Mark Edwards, former Global Freight and Compliance Manager for Actavis and Managing Director of supply chain consultancy Modalis, argues that pharma companies should transport the majority of their products via sea.
Mark Edwards |
I see the momentum in the pharma industry swinging towards sea freight, which is growing at around nine percent per year – far outstripping growth in airfreight. The main advantage is an increase in quality: airfreight has many “hand-offs” where the product is physically handled by different parties, not all of whom are trained in the handling of pharmaceuticals. With sea freight, once the container doors are shut (at the manufacturer’s own premises) that is usually the last time the product is touched by anyone until it reaches the customer. The second advantage is cost: sea freight is one-tenth the price of airfreight. Finally, when you transport a product via sea it is sealed and locked in a container with little opportunity for theft. Airfreight, on the other hand, is more open to unwanted intervention.

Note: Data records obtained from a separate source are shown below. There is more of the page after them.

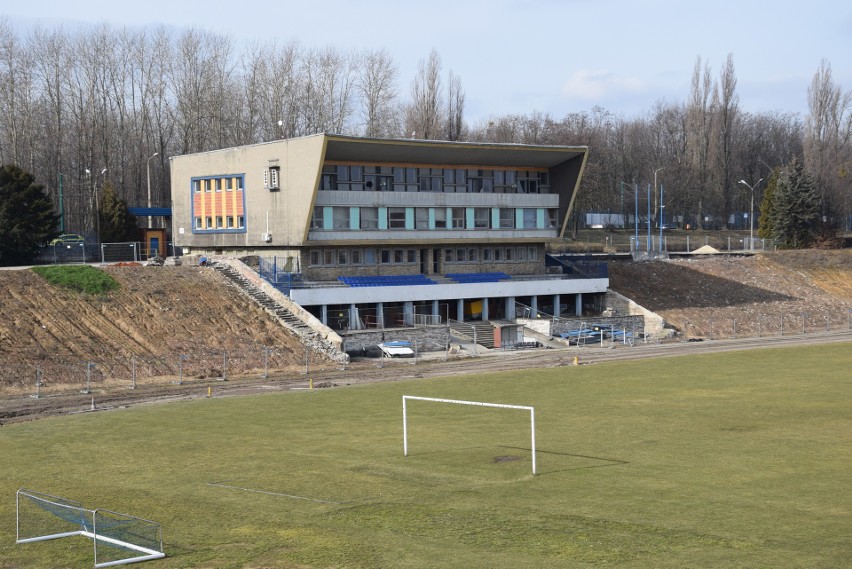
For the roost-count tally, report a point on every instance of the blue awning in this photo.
(152, 211)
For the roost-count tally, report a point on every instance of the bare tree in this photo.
(377, 94)
(454, 129)
(700, 121)
(726, 103)
(828, 136)
(425, 112)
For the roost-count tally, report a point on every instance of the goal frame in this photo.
(407, 398)
(88, 527)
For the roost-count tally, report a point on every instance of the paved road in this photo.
(24, 408)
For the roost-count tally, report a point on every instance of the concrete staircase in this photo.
(281, 313)
(484, 332)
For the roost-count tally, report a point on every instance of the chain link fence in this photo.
(136, 371)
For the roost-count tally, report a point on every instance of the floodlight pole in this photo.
(148, 172)
(751, 213)
(635, 212)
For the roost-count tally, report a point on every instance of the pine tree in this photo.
(118, 225)
(27, 220)
(767, 206)
(796, 206)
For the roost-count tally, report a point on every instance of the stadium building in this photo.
(382, 233)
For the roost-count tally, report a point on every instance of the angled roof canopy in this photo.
(351, 149)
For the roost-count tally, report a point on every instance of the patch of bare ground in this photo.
(161, 313)
(719, 296)
(162, 321)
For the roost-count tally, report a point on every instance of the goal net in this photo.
(407, 398)
(118, 538)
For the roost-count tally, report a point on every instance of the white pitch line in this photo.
(275, 494)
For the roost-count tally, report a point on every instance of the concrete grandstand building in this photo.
(380, 233)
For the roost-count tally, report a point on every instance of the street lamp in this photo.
(148, 172)
(751, 212)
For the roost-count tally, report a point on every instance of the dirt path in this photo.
(26, 407)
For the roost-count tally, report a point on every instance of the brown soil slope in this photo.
(158, 314)
(721, 295)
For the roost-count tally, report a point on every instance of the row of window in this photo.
(346, 257)
(229, 184)
(430, 218)
(220, 222)
(360, 178)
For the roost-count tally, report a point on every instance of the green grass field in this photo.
(733, 460)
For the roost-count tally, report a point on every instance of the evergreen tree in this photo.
(767, 206)
(796, 206)
(117, 224)
(27, 220)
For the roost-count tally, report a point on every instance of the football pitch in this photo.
(739, 459)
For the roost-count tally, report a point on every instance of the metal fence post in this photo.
(181, 357)
(265, 363)
(38, 382)
(89, 367)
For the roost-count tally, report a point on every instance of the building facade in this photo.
(376, 232)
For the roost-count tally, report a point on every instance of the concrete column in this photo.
(354, 318)
(510, 308)
(408, 311)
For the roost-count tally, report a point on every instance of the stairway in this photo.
(484, 332)
(273, 307)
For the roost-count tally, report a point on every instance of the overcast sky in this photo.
(552, 56)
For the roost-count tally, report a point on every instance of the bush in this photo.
(80, 278)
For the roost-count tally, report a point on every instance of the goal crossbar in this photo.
(86, 521)
(406, 398)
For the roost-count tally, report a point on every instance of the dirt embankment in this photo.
(725, 296)
(159, 317)
(166, 321)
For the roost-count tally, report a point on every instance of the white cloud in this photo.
(597, 84)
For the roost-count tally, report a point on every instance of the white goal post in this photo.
(406, 398)
(118, 538)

Despite these three advantages, there are some considerations one must make before deciding to ship via sea: timescale being a big one. The typical sea voyage between Europe and the US is seven to 10 days; from Europe to India and the Far East it’s 21 to 25 days; and to Australia it is six weeks. During these long trips, there are one or two risk points when the reefer (temperature controlled) container is unplugged, but this can be mitigated by using thermal blankets or passive protection. That said, the potential for temperature excursions is far greater when transporting via air – even the International Air Transport Association (IATA) has referred to the airport as a “black hole.” Temperature problems at sea do arise, but they are relatively easy to predict and protect against.